The camp consisted of three barracks located by the north-western side of the exit road leading out of the village towards Ratno Dolne (Ger., Niederrathen) — the present-day Voivodeship Route (or DW) locally called the ulica Piłsudskiego — about 600 metres from the bridge on the River Steine (present-day Ścinawka) in the direction away from the village centre on the right-hand side. The prisoners were marched under armed guard back and forth along village streets between their places of forced labour and the camp. The forced labour involved primarily work for the ar­ma­ments and munitions manufacturer Totex, a subsidiary of Metall­waren­fabrik Spree­werk GmbH, itself owned by the Deutsche Industrie­-Werke AG (DIWAG), and for other DIWAG munitions concerns located at Mittel­steine, and at the aviation-parts factory Fa. Albert Patin, Werk­stätten für Fern­steuerungs­technik (whose location within the village is today uncertain). Con­tem­porary German accounts suggest the Albert Patin factory was located within 15 minutes' walk of the railway sta­tion. The inmates' slave labour was specifically related to the man­u­fac­ture of component parts of the V-1 and V-2 rockets — components which were being secretly pro­duc­ed in the factory installed in the converted cotton mill (die Baum­woll­spinnerei) of Schiminsky & Co. (The factory is said to have been connected by a tunnel with the Kłodzko Fortress where a similar factory manned by slave labour was in operation.)

Prisoners unable to work because of serious illness were removed from the camp to be executed off premises, as were those in advanced stages of pregnancy. In the latter stages of the camp's existence in 1945 a number of prisoners who fell ill were allowed to die without medical care in the camp's Revier or isolation ward.

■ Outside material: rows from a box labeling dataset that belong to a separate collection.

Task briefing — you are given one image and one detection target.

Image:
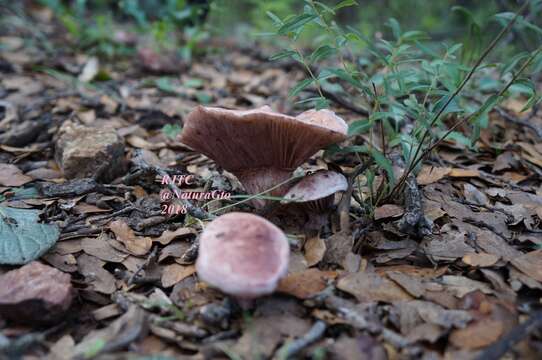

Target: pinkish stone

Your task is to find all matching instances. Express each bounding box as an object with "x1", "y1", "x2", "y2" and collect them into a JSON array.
[{"x1": 0, "y1": 261, "x2": 73, "y2": 324}]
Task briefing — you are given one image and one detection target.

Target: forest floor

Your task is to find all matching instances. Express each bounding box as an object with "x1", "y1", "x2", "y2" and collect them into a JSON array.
[{"x1": 0, "y1": 5, "x2": 542, "y2": 359}]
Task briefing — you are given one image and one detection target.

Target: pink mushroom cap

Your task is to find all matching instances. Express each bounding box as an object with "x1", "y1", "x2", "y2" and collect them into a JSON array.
[
  {"x1": 196, "y1": 212, "x2": 290, "y2": 299},
  {"x1": 180, "y1": 106, "x2": 348, "y2": 206}
]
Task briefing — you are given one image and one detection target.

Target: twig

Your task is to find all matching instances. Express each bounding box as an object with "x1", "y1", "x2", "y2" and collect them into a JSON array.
[
  {"x1": 390, "y1": 43, "x2": 542, "y2": 200},
  {"x1": 476, "y1": 311, "x2": 542, "y2": 360},
  {"x1": 495, "y1": 106, "x2": 542, "y2": 138},
  {"x1": 277, "y1": 320, "x2": 327, "y2": 360},
  {"x1": 304, "y1": 88, "x2": 369, "y2": 116},
  {"x1": 390, "y1": 0, "x2": 530, "y2": 196},
  {"x1": 129, "y1": 149, "x2": 214, "y2": 220}
]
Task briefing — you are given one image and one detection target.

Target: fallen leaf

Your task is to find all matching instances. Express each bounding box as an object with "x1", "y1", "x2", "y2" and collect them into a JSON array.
[
  {"x1": 0, "y1": 206, "x2": 60, "y2": 265},
  {"x1": 152, "y1": 227, "x2": 198, "y2": 245},
  {"x1": 461, "y1": 253, "x2": 499, "y2": 267},
  {"x1": 416, "y1": 166, "x2": 452, "y2": 185},
  {"x1": 77, "y1": 254, "x2": 117, "y2": 294},
  {"x1": 277, "y1": 268, "x2": 337, "y2": 299},
  {"x1": 450, "y1": 318, "x2": 504, "y2": 349},
  {"x1": 109, "y1": 220, "x2": 152, "y2": 256},
  {"x1": 512, "y1": 249, "x2": 542, "y2": 282},
  {"x1": 81, "y1": 234, "x2": 128, "y2": 263},
  {"x1": 448, "y1": 169, "x2": 480, "y2": 177},
  {"x1": 0, "y1": 164, "x2": 34, "y2": 186},
  {"x1": 162, "y1": 264, "x2": 196, "y2": 288},
  {"x1": 374, "y1": 204, "x2": 405, "y2": 220},
  {"x1": 337, "y1": 272, "x2": 412, "y2": 303}
]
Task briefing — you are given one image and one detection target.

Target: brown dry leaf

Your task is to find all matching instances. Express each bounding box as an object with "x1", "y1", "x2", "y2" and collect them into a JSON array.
[
  {"x1": 375, "y1": 204, "x2": 405, "y2": 220},
  {"x1": 416, "y1": 165, "x2": 452, "y2": 185},
  {"x1": 441, "y1": 275, "x2": 493, "y2": 298},
  {"x1": 81, "y1": 234, "x2": 128, "y2": 263},
  {"x1": 386, "y1": 271, "x2": 425, "y2": 298},
  {"x1": 162, "y1": 264, "x2": 196, "y2": 288},
  {"x1": 126, "y1": 135, "x2": 167, "y2": 150},
  {"x1": 461, "y1": 253, "x2": 500, "y2": 267},
  {"x1": 77, "y1": 254, "x2": 117, "y2": 294},
  {"x1": 277, "y1": 268, "x2": 337, "y2": 299},
  {"x1": 375, "y1": 265, "x2": 448, "y2": 279},
  {"x1": 512, "y1": 249, "x2": 542, "y2": 282},
  {"x1": 0, "y1": 164, "x2": 33, "y2": 186},
  {"x1": 73, "y1": 203, "x2": 111, "y2": 214},
  {"x1": 152, "y1": 227, "x2": 198, "y2": 245},
  {"x1": 109, "y1": 220, "x2": 152, "y2": 256},
  {"x1": 304, "y1": 236, "x2": 326, "y2": 267},
  {"x1": 463, "y1": 183, "x2": 489, "y2": 205},
  {"x1": 337, "y1": 272, "x2": 412, "y2": 303},
  {"x1": 448, "y1": 168, "x2": 480, "y2": 177},
  {"x1": 450, "y1": 318, "x2": 504, "y2": 350}
]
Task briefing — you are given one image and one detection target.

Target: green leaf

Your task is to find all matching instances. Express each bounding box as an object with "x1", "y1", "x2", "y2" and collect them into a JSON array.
[
  {"x1": 269, "y1": 50, "x2": 297, "y2": 61},
  {"x1": 278, "y1": 14, "x2": 318, "y2": 35},
  {"x1": 288, "y1": 79, "x2": 314, "y2": 97},
  {"x1": 309, "y1": 45, "x2": 337, "y2": 63},
  {"x1": 0, "y1": 206, "x2": 60, "y2": 265},
  {"x1": 348, "y1": 120, "x2": 373, "y2": 135},
  {"x1": 371, "y1": 148, "x2": 395, "y2": 187},
  {"x1": 333, "y1": 0, "x2": 358, "y2": 10}
]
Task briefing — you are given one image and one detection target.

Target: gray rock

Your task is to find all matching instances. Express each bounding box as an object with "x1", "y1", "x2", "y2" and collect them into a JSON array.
[{"x1": 55, "y1": 123, "x2": 126, "y2": 182}]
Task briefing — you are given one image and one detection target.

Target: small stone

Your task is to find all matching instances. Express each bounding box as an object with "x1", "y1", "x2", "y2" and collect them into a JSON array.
[
  {"x1": 55, "y1": 123, "x2": 126, "y2": 181},
  {"x1": 0, "y1": 261, "x2": 73, "y2": 324}
]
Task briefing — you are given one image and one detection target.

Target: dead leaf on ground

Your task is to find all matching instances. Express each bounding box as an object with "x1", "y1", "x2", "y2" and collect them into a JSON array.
[
  {"x1": 109, "y1": 220, "x2": 152, "y2": 256},
  {"x1": 337, "y1": 272, "x2": 412, "y2": 303},
  {"x1": 512, "y1": 249, "x2": 542, "y2": 282},
  {"x1": 461, "y1": 253, "x2": 500, "y2": 267},
  {"x1": 0, "y1": 164, "x2": 34, "y2": 186},
  {"x1": 374, "y1": 204, "x2": 405, "y2": 220},
  {"x1": 162, "y1": 264, "x2": 196, "y2": 288},
  {"x1": 277, "y1": 268, "x2": 337, "y2": 299}
]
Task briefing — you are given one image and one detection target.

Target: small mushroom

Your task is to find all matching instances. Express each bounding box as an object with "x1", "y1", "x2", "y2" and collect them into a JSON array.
[
  {"x1": 180, "y1": 106, "x2": 348, "y2": 207},
  {"x1": 282, "y1": 170, "x2": 348, "y2": 228},
  {"x1": 196, "y1": 212, "x2": 290, "y2": 303}
]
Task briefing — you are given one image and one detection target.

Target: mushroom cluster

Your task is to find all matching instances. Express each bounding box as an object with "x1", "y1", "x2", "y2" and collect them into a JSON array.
[
  {"x1": 180, "y1": 106, "x2": 348, "y2": 207},
  {"x1": 196, "y1": 212, "x2": 290, "y2": 304}
]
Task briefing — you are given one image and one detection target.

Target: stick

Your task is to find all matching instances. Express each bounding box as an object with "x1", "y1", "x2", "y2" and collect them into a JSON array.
[{"x1": 277, "y1": 320, "x2": 327, "y2": 360}]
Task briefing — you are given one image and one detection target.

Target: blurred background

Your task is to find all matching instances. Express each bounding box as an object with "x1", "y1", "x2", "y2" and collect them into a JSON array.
[{"x1": 0, "y1": 0, "x2": 542, "y2": 58}]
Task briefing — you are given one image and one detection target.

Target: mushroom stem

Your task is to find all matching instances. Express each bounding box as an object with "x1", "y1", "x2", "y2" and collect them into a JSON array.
[{"x1": 234, "y1": 168, "x2": 293, "y2": 208}]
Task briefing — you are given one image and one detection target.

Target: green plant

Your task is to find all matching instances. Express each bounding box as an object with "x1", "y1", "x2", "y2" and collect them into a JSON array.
[
  {"x1": 268, "y1": 0, "x2": 542, "y2": 210},
  {"x1": 40, "y1": 0, "x2": 209, "y2": 61}
]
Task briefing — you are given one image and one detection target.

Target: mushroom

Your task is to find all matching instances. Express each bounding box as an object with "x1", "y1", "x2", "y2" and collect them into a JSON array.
[
  {"x1": 180, "y1": 106, "x2": 348, "y2": 207},
  {"x1": 282, "y1": 170, "x2": 348, "y2": 228},
  {"x1": 196, "y1": 212, "x2": 290, "y2": 304}
]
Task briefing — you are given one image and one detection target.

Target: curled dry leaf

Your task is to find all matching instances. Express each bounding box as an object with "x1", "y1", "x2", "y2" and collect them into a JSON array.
[
  {"x1": 461, "y1": 253, "x2": 500, "y2": 267},
  {"x1": 512, "y1": 250, "x2": 542, "y2": 282},
  {"x1": 416, "y1": 166, "x2": 452, "y2": 185},
  {"x1": 109, "y1": 220, "x2": 152, "y2": 256},
  {"x1": 162, "y1": 264, "x2": 196, "y2": 288},
  {"x1": 0, "y1": 164, "x2": 33, "y2": 186},
  {"x1": 277, "y1": 269, "x2": 337, "y2": 299},
  {"x1": 375, "y1": 204, "x2": 405, "y2": 220},
  {"x1": 337, "y1": 272, "x2": 412, "y2": 303},
  {"x1": 77, "y1": 254, "x2": 117, "y2": 294},
  {"x1": 152, "y1": 227, "x2": 198, "y2": 245}
]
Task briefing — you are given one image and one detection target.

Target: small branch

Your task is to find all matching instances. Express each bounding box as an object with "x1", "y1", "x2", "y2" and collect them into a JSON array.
[{"x1": 277, "y1": 320, "x2": 327, "y2": 360}]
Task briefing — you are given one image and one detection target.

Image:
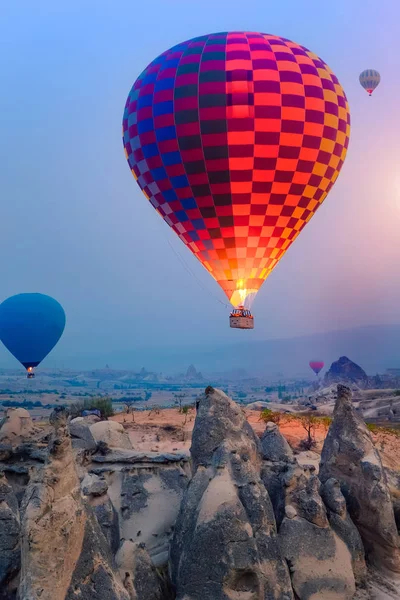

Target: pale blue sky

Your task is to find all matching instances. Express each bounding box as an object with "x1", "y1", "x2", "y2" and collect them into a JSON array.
[{"x1": 0, "y1": 0, "x2": 400, "y2": 365}]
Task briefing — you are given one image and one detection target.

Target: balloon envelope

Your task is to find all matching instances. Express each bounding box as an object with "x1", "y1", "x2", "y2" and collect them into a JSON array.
[
  {"x1": 123, "y1": 32, "x2": 350, "y2": 306},
  {"x1": 360, "y1": 69, "x2": 381, "y2": 96},
  {"x1": 0, "y1": 294, "x2": 65, "y2": 369},
  {"x1": 309, "y1": 360, "x2": 325, "y2": 375}
]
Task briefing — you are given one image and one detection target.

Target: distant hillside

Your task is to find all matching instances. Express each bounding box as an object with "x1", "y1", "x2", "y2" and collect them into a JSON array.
[{"x1": 49, "y1": 325, "x2": 400, "y2": 376}]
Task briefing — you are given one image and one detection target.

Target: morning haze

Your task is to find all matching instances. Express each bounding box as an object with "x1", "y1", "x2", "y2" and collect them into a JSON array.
[{"x1": 0, "y1": 0, "x2": 400, "y2": 370}]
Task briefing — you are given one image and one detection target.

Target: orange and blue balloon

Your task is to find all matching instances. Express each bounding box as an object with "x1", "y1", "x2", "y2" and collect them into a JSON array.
[
  {"x1": 123, "y1": 32, "x2": 350, "y2": 307},
  {"x1": 309, "y1": 360, "x2": 325, "y2": 375},
  {"x1": 0, "y1": 294, "x2": 65, "y2": 376},
  {"x1": 360, "y1": 69, "x2": 381, "y2": 96}
]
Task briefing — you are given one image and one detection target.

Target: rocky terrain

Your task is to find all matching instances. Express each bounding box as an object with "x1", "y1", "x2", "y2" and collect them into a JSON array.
[{"x1": 0, "y1": 385, "x2": 400, "y2": 600}]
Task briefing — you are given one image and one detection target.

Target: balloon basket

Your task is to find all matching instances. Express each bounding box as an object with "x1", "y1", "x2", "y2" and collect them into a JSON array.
[{"x1": 229, "y1": 306, "x2": 254, "y2": 329}]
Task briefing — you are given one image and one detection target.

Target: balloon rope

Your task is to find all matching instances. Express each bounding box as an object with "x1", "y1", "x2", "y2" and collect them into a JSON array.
[{"x1": 164, "y1": 233, "x2": 230, "y2": 308}]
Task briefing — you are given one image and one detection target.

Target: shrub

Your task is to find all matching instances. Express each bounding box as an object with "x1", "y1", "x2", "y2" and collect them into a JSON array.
[
  {"x1": 258, "y1": 408, "x2": 283, "y2": 425},
  {"x1": 70, "y1": 396, "x2": 114, "y2": 419}
]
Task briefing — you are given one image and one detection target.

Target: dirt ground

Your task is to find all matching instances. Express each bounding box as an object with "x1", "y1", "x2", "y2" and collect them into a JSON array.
[{"x1": 112, "y1": 408, "x2": 400, "y2": 470}]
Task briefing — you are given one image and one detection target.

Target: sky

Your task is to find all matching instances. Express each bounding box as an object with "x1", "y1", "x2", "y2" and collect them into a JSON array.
[{"x1": 0, "y1": 0, "x2": 400, "y2": 366}]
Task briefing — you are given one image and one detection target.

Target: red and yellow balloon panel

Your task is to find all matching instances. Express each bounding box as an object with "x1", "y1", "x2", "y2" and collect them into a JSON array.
[{"x1": 123, "y1": 32, "x2": 350, "y2": 306}]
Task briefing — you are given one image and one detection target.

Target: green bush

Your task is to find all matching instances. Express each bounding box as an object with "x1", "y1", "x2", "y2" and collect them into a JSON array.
[
  {"x1": 258, "y1": 408, "x2": 282, "y2": 425},
  {"x1": 69, "y1": 396, "x2": 114, "y2": 419}
]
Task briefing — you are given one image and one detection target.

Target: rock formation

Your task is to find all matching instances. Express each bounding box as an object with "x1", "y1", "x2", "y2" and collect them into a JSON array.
[
  {"x1": 90, "y1": 421, "x2": 132, "y2": 450},
  {"x1": 116, "y1": 540, "x2": 163, "y2": 600},
  {"x1": 261, "y1": 423, "x2": 362, "y2": 600},
  {"x1": 279, "y1": 468, "x2": 355, "y2": 600},
  {"x1": 0, "y1": 473, "x2": 21, "y2": 598},
  {"x1": 171, "y1": 388, "x2": 293, "y2": 600},
  {"x1": 0, "y1": 386, "x2": 400, "y2": 600},
  {"x1": 0, "y1": 408, "x2": 34, "y2": 444},
  {"x1": 324, "y1": 356, "x2": 368, "y2": 388},
  {"x1": 320, "y1": 385, "x2": 400, "y2": 574},
  {"x1": 19, "y1": 426, "x2": 129, "y2": 600},
  {"x1": 320, "y1": 478, "x2": 367, "y2": 584},
  {"x1": 69, "y1": 417, "x2": 97, "y2": 452}
]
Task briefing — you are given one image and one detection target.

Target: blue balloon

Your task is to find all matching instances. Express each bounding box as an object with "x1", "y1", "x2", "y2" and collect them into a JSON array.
[{"x1": 0, "y1": 294, "x2": 65, "y2": 373}]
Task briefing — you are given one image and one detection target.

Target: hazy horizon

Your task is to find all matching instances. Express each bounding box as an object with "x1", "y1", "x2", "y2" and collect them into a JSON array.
[{"x1": 0, "y1": 0, "x2": 400, "y2": 368}]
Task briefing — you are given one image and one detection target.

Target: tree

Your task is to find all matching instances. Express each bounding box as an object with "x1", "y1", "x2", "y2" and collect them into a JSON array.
[
  {"x1": 124, "y1": 398, "x2": 135, "y2": 422},
  {"x1": 173, "y1": 393, "x2": 186, "y2": 412}
]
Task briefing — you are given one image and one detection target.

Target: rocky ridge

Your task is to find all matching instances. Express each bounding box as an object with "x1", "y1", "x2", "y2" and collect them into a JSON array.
[{"x1": 0, "y1": 385, "x2": 400, "y2": 600}]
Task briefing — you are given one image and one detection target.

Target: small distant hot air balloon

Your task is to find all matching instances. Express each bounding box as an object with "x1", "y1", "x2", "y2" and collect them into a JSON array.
[
  {"x1": 360, "y1": 69, "x2": 381, "y2": 96},
  {"x1": 123, "y1": 32, "x2": 350, "y2": 329},
  {"x1": 309, "y1": 360, "x2": 325, "y2": 377},
  {"x1": 0, "y1": 294, "x2": 65, "y2": 379}
]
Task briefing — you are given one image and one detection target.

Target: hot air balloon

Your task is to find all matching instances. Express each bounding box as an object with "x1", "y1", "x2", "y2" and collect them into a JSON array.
[
  {"x1": 360, "y1": 69, "x2": 381, "y2": 96},
  {"x1": 0, "y1": 294, "x2": 65, "y2": 379},
  {"x1": 309, "y1": 360, "x2": 324, "y2": 377},
  {"x1": 123, "y1": 32, "x2": 350, "y2": 329}
]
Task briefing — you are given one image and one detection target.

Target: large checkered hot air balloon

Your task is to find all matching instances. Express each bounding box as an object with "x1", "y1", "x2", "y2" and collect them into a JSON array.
[{"x1": 123, "y1": 32, "x2": 350, "y2": 328}]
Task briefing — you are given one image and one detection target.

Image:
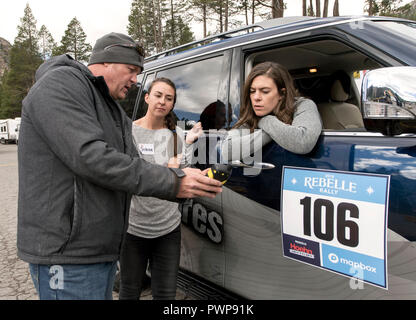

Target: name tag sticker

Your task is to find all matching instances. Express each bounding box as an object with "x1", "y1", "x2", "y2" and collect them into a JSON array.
[
  {"x1": 281, "y1": 167, "x2": 390, "y2": 289},
  {"x1": 139, "y1": 143, "x2": 155, "y2": 155}
]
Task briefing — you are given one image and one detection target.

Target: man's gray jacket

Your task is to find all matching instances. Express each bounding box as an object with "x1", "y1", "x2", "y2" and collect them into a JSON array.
[{"x1": 17, "y1": 55, "x2": 183, "y2": 264}]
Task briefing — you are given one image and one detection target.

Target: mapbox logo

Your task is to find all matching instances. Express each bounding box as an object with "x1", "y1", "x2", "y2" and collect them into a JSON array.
[{"x1": 328, "y1": 253, "x2": 377, "y2": 273}]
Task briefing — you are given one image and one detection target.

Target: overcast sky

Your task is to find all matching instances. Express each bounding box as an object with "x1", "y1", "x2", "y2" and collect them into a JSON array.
[{"x1": 0, "y1": 0, "x2": 410, "y2": 45}]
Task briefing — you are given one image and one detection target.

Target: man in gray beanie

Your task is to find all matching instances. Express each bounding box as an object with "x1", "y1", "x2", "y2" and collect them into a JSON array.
[{"x1": 17, "y1": 33, "x2": 221, "y2": 299}]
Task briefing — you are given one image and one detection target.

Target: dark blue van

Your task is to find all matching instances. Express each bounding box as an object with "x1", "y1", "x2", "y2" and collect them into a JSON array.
[{"x1": 125, "y1": 17, "x2": 416, "y2": 299}]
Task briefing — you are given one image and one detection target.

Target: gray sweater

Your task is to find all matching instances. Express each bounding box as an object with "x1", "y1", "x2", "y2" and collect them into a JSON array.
[
  {"x1": 127, "y1": 124, "x2": 182, "y2": 238},
  {"x1": 221, "y1": 98, "x2": 322, "y2": 160}
]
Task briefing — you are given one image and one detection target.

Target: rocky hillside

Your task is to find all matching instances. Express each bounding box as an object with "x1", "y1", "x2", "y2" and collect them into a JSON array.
[{"x1": 0, "y1": 38, "x2": 11, "y2": 81}]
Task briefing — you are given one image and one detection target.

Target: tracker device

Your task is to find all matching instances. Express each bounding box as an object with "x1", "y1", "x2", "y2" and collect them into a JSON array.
[{"x1": 207, "y1": 163, "x2": 233, "y2": 184}]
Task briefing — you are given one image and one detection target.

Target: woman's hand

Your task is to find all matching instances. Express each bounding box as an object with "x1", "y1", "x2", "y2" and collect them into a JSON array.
[
  {"x1": 168, "y1": 153, "x2": 182, "y2": 168},
  {"x1": 185, "y1": 122, "x2": 204, "y2": 144}
]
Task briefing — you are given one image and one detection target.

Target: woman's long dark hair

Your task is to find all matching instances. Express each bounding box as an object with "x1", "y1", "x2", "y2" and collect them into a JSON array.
[
  {"x1": 147, "y1": 77, "x2": 178, "y2": 157},
  {"x1": 234, "y1": 62, "x2": 298, "y2": 131},
  {"x1": 147, "y1": 77, "x2": 176, "y2": 130}
]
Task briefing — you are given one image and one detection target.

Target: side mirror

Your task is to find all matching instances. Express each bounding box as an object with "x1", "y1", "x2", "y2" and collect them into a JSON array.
[{"x1": 361, "y1": 67, "x2": 416, "y2": 135}]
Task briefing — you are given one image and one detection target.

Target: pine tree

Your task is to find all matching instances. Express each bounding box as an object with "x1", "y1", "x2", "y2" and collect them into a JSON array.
[
  {"x1": 0, "y1": 5, "x2": 42, "y2": 118},
  {"x1": 39, "y1": 25, "x2": 57, "y2": 61},
  {"x1": 163, "y1": 0, "x2": 195, "y2": 50},
  {"x1": 127, "y1": 0, "x2": 156, "y2": 55},
  {"x1": 53, "y1": 17, "x2": 92, "y2": 62}
]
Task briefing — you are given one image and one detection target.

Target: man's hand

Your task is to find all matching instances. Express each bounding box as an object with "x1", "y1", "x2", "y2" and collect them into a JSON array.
[
  {"x1": 177, "y1": 168, "x2": 222, "y2": 198},
  {"x1": 185, "y1": 122, "x2": 204, "y2": 144}
]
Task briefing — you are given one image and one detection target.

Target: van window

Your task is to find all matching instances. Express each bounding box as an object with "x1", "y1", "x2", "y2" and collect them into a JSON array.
[
  {"x1": 133, "y1": 73, "x2": 155, "y2": 120},
  {"x1": 157, "y1": 56, "x2": 226, "y2": 130}
]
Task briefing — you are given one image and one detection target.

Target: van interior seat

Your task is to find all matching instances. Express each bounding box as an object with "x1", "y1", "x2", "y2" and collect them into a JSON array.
[{"x1": 318, "y1": 80, "x2": 364, "y2": 130}]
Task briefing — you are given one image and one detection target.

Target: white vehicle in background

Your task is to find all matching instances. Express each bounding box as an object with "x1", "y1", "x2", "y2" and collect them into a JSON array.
[
  {"x1": 0, "y1": 118, "x2": 20, "y2": 144},
  {"x1": 14, "y1": 118, "x2": 22, "y2": 144}
]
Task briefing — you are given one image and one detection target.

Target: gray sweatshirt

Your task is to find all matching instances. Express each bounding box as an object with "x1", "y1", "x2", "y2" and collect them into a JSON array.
[
  {"x1": 221, "y1": 98, "x2": 322, "y2": 160},
  {"x1": 127, "y1": 124, "x2": 182, "y2": 238}
]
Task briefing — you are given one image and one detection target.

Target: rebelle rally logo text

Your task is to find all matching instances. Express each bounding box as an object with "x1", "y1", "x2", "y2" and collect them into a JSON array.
[
  {"x1": 289, "y1": 240, "x2": 315, "y2": 259},
  {"x1": 304, "y1": 174, "x2": 357, "y2": 195}
]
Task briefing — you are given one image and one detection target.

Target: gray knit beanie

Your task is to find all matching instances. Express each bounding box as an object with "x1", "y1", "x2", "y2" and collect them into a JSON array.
[{"x1": 88, "y1": 32, "x2": 144, "y2": 69}]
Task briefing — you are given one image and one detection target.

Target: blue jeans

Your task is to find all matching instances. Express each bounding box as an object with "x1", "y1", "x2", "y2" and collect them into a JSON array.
[{"x1": 29, "y1": 262, "x2": 117, "y2": 300}]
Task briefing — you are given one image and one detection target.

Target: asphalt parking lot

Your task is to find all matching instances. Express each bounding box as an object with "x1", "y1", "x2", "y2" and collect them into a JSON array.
[{"x1": 0, "y1": 144, "x2": 190, "y2": 300}]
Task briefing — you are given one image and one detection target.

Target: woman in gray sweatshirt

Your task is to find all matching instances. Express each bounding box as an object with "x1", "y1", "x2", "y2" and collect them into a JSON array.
[
  {"x1": 221, "y1": 62, "x2": 322, "y2": 161},
  {"x1": 119, "y1": 78, "x2": 187, "y2": 300}
]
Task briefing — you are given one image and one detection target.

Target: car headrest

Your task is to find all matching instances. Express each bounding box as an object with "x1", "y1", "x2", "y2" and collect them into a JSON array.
[{"x1": 331, "y1": 80, "x2": 349, "y2": 102}]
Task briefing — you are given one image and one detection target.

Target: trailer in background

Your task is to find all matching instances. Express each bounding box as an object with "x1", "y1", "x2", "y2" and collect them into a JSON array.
[{"x1": 0, "y1": 118, "x2": 20, "y2": 144}]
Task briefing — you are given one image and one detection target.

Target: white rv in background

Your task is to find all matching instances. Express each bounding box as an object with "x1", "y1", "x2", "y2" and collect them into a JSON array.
[{"x1": 0, "y1": 118, "x2": 20, "y2": 144}]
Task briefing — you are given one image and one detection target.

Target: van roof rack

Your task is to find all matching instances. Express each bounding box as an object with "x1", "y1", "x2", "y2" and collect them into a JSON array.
[{"x1": 144, "y1": 24, "x2": 265, "y2": 62}]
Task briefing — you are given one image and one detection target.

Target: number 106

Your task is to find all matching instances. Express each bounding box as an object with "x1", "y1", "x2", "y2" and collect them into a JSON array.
[{"x1": 300, "y1": 197, "x2": 359, "y2": 247}]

With the defeat looming in the last months and weeks of the War the Nazis liquidated the camp and transferred the prisoners to two alternative slave-labour sites according to the following selection process: the Hungarian nationals were sent to the preexisting camp of Mährisch Weisswasser in Bílá Voda in the Sudetenland, while the Polish na­tion­als were sent to the newly created camp at Grafenort in Germany (now Gorzanów in Poland) at a distance of 27 kilometres from Mittel­steine. As Bella Gutterman, the director of the International Institute for Holocaust Research, comments on these ultimate developments, by 1945 the decisions of the Nazis with regard to the Mittelsteine camp "fol­low­ed no evident logic". However, the inexplicable dénouement may be linked to the fact that, with the advances of the Allied forces on the Eastern Front, the Nazis rapidly halted the secret production of the V-1 and V-2 rocket components at Mittelsteine, dismantled the specialized machinery used for the purpose and shipped it out of the region.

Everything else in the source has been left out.